Clutter is the worst.
You may claim that it truly doesn’t bother you, but I would ask you the same question I ask my Productivity Academy students who tell me that:
Have you ever tried life without clutter?
When I finally get them to commit to de-cluttering just their workspace, a light bulb moment happens, and they fall in love with their organized, de-cluttered space. No one has ever said “I really wish I hadn’t done that, Somer!”
These are some of the benefits they notice immediately:
- They don’t dread sitting down to work.
- They are more productive.
- They are less distracted.
- They complete more tasks instead of jumping from one task to another.
- They sleep better. (Interesting, right?)
- They realize they didn’t need nearly as much stuff as they thought they did.
So I’m challenging you to change up your typical Spring Cleaning regimen. Skip the windows and baseboards, and instead, purge like you never have before!

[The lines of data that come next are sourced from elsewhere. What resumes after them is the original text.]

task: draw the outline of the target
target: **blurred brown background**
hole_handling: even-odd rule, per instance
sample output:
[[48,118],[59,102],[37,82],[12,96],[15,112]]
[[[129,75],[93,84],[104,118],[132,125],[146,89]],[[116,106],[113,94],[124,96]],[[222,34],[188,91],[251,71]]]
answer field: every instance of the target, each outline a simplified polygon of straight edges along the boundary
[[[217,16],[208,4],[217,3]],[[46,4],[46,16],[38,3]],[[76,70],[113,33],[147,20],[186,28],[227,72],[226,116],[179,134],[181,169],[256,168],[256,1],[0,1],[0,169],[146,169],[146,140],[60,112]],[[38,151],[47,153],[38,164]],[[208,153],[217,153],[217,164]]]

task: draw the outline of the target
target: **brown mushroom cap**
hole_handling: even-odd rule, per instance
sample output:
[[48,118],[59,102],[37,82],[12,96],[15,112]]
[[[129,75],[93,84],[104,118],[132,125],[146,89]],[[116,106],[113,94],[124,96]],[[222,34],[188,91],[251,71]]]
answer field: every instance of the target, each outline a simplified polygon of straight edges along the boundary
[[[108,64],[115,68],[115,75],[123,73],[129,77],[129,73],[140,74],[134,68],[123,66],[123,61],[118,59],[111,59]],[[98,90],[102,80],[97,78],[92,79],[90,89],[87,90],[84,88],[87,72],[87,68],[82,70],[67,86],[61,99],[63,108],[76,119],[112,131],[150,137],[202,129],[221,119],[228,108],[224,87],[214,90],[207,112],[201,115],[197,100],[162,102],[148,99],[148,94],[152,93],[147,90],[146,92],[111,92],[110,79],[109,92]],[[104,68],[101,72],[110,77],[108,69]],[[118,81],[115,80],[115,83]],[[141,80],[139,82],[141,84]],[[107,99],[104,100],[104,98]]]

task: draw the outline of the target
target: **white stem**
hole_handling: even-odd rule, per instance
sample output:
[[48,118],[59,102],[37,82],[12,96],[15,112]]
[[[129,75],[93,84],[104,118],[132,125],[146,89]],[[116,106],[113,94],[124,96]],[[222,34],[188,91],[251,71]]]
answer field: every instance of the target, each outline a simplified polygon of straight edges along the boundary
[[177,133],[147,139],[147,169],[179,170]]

Think you don’t have time for a project like this? Give me 2-3 hours a day for six days, (You can break them up, doing one hour in the morning and two hours at night even!) and see what happens.
First things first, clear out a space for you to collect the “Donate Pile” and the “Trash Pile.” You can park your car in the driveway for a few days to make space in the garage, or if you have have the space, designate a room in the house.
Here is your Six Days to a Clutter Free Home Schedule:
Dining Room and Office
Kitchen and Extra Closets (linen closet, coat closet, etc.)
Living Room and/or Family Room and Laundry Room
Bonus Room and Bathrooms
THE RULES FOR EVERY ROOM:
Start with drawers/shelves/special storage, then move to closets, and then move to decor. Don’t let your piles get out of hand. Put items to donate in a box or bag that you can easily carry to your car, and put trash items straight into a trash bag. Commit to finishing!
- If you haven’t needed it for 3 months, it goes.
- If it’s seasonal, put it in a tote with the name of the season on it and store it.
- If you have more than 3 trinkets on a piece of furniture, that is too much.
- If it’s a keepsake, but it’s dated and the only real job it has is to collect dust, store it in a tote with the rest of your keepsakes. (NOTE: keepsakes are items that have real sentimental value, not caricature drawings you got of yourself in college at an amusement park.)
Here’s the thing about purging and decluttering: it can be addictive. If you can be disciplined enough to go hard and completely finish your Day One rooms, Day Two will be even easier!
Bonus tip: Don’t worry about a yard sale! Just bless someone else, or send it to Goodwill. I have watched so many women, myself included, stall out because they spend way too much time and effort trying to sell their junk to people that are going to nickel and dime them on the mustard yellow stained potholder anyway.
Happy Decluttering! And happy Spring!
P.S. If you’re still worried about your windows and baseboards when you’re all finished, hire them out! (You can trust a stranger to clean for you, but you can’t trust a stranger to de-clutter for you!)